Now, consider the stock (dry, not oiled) run in the rain: it will gradually ingest small amounts of water, eventually rusting internal parts to some small extent.

Oil is dielectric and has no effect on nylon gears nor synthetic rubber seals, which are DESIGNED to run in oil.
Oil, sloshing around the inside of the hub motor, is not of sufficient quantity to drown the rapidly spinning central rotor
of the motor, itself, so no fluid spray/strain/churn on the copper windings.
The oil will all be at the ring gear, surfing the planet gears, dampening noise, and fluid polishing the parts over time (perhaps)
to make, in time (thousands of running miles) a super quiet motor, with each planet gear tooth of the three planets, shoulder exactly the same amount of the load.
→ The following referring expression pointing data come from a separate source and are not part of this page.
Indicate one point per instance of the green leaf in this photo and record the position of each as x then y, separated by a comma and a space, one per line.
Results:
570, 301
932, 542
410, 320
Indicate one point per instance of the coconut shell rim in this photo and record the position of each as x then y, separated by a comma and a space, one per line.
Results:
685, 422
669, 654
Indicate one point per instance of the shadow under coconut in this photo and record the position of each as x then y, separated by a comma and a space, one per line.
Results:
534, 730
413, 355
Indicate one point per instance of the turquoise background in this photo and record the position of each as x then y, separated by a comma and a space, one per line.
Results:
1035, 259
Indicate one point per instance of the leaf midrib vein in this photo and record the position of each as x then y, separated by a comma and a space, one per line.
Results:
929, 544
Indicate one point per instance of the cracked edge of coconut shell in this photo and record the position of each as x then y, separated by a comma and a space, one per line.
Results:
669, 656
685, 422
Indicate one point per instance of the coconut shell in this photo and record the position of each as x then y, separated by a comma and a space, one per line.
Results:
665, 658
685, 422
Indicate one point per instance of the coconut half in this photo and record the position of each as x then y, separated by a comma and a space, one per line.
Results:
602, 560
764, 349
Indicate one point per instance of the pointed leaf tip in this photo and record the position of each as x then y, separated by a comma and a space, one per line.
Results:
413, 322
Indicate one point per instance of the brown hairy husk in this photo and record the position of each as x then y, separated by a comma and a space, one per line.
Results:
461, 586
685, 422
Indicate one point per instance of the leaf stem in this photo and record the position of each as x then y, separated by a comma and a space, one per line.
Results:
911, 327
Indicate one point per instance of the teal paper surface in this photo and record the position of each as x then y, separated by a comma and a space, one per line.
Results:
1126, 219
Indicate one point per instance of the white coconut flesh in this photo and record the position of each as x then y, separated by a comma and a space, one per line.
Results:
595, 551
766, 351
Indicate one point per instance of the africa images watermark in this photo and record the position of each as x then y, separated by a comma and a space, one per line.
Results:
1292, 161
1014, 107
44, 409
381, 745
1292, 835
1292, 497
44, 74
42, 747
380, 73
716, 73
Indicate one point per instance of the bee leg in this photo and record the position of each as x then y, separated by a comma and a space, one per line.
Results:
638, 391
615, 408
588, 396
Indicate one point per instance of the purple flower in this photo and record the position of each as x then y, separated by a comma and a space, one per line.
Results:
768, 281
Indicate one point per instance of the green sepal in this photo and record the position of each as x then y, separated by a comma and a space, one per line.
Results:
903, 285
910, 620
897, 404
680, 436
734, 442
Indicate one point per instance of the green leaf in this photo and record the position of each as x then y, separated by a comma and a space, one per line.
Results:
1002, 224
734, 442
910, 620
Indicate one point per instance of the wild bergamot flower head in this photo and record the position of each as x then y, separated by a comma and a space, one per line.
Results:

Benefit accrued: maximum robustness of the geared motor: it should never "peanut butter" any teeth, until some long-away day, when plastic fatique finally breaks off a tooth, which then spells instant destruction for all the remaining planet gear teeth.
 
Gotta love Reid's nitty gritty. I'd love to see some hard numbers on the cooling benefit and the amount of torque that oil cooled gears can take before failure in an oil bath.
 
I know with my rc car, (pre 2004 traxxas rustler) the first time I put a brushless motor in, it lunched the Metal idler gear I bought specifically for that motor in less than 3 mins of bashing, in desperation I put the nylon gear back in, and in the process of trading gears I had to refill it with oil, I put some stihl chainsaw gearcase oil in it, and it ran for several weeks like that so imho, a good oil adds alot of durability and longevity to a gearbox.